Parse Loops with flat text files. (code)

deprecated has asked for the wisdom of the Perl Monks concerning the following question:

I've had the pleasure of hacking through three types of flat text file recently. They are

the entire pile of RFC's from http://www.faqs.org

3000 alcoholic beverage recipes (from somewhere I, mysteriously, cannot remember)

So I have been parsing a lot of flat text files. The RFC's are HTML, but there's a lot of fluff at the beginning and at the end, so I've been using the belowmentioned loop to extract the 'meat'. The drinks are also HTML, but have different crap around them. The CIF files are not HTML, and I cant really strip a lot of data from them -- but I want to be able to strip them out of other data.
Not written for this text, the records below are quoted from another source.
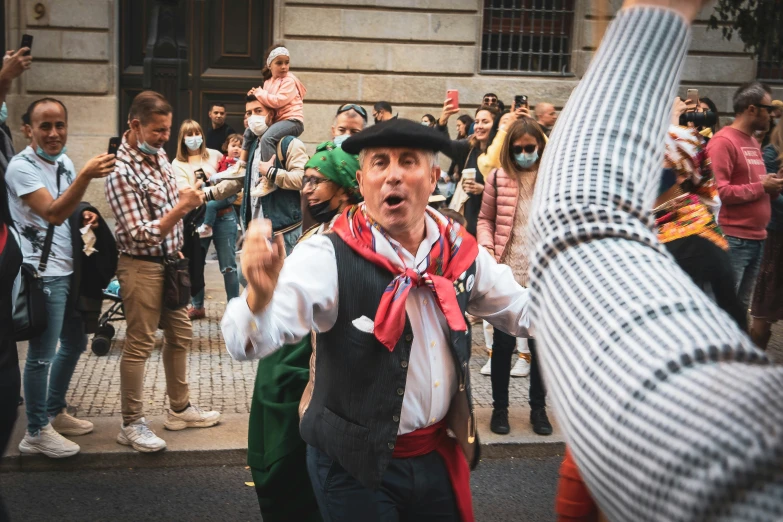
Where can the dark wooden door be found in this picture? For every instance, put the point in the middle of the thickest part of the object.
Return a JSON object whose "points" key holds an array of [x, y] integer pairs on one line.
{"points": [[225, 44]]}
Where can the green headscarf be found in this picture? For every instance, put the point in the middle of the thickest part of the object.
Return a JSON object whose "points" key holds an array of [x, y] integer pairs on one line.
{"points": [[337, 166]]}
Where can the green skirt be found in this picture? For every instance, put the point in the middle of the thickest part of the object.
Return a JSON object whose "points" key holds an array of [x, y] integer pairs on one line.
{"points": [[275, 450]]}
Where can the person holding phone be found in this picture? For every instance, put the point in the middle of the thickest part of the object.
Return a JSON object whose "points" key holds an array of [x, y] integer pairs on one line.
{"points": [[465, 153], [193, 156], [143, 194], [44, 191]]}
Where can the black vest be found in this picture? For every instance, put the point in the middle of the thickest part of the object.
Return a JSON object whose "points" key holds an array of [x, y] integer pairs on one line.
{"points": [[354, 412]]}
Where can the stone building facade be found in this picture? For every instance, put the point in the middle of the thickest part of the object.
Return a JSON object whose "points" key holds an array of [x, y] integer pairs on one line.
{"points": [[407, 52]]}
So with these three programs (in about 2 weeks) I have had to use some sort of start parsing - parse - stop parsing loop three times. I've even pondered writing a small module to do it for me (not for CPAN, probably would post it here, but just something to keep in my homedir to ease future scripts). This is something that has undoubtedly been done zillions of times. After all, what is perl but a <!- pathologically eclectic RUBBISH lister!!!!!! ->parser?

So whilst working on making my code readable, I stumbled upon (see Using arrays of qr!! to simplify larger RE's for readability (code). and Optimization for readability and speed (code)) the use of arrays of qr!! and iterate through them when matching text. This allows some flexibility (i.e., mulitple "start" and "finish" conditions), and it also is pretty clear to read (as it reduces the size of the individual regular expressions).

But looking over the code, I dont get a good "satisfied" feeling re-using it. So, here it is, and I'd like to know what others would do instead:

my @beginnings =
( qr{This is valid</a>},
  qr{[So]+(?:IS|isnt) this}, 
);

my @endings =
( qr{(?:we) Should not [be] [Pp]arsing after},
  qr{either (o|f) these [Ll]ines},
);

sub isbeg {
  my $test = shift;
  foreach (@beginnings) { return undef unless $test =~ $_ }
  $test;
}

sub isend {
  my $test = shift;
  foreach (@endings) { return undef unless $test =~ $_}
  $test;
}

# here is the part I dislike, partially because of the $parsing variab
+le
# it just doesnt seem as "clean" as something some of
# you would write.

  my $parsing;
  foreach my $line (@lines) {
    $parsing++ if isbeg( $line );
    push @extracted, "$line\n" if $parsing;
    last if isend( $line );
  }
[download]

I'm familiar with HTML::TokeParser and HTML::Parser, but since I do this a lot on non-HTML files, I'd like to extract the good parts with my loop and use the parsing modules to parse the stuff I want to parse (rather than the gristle).

thanks
hermano deppon

--
Laziness, Impatience, Hubris, and Generosity.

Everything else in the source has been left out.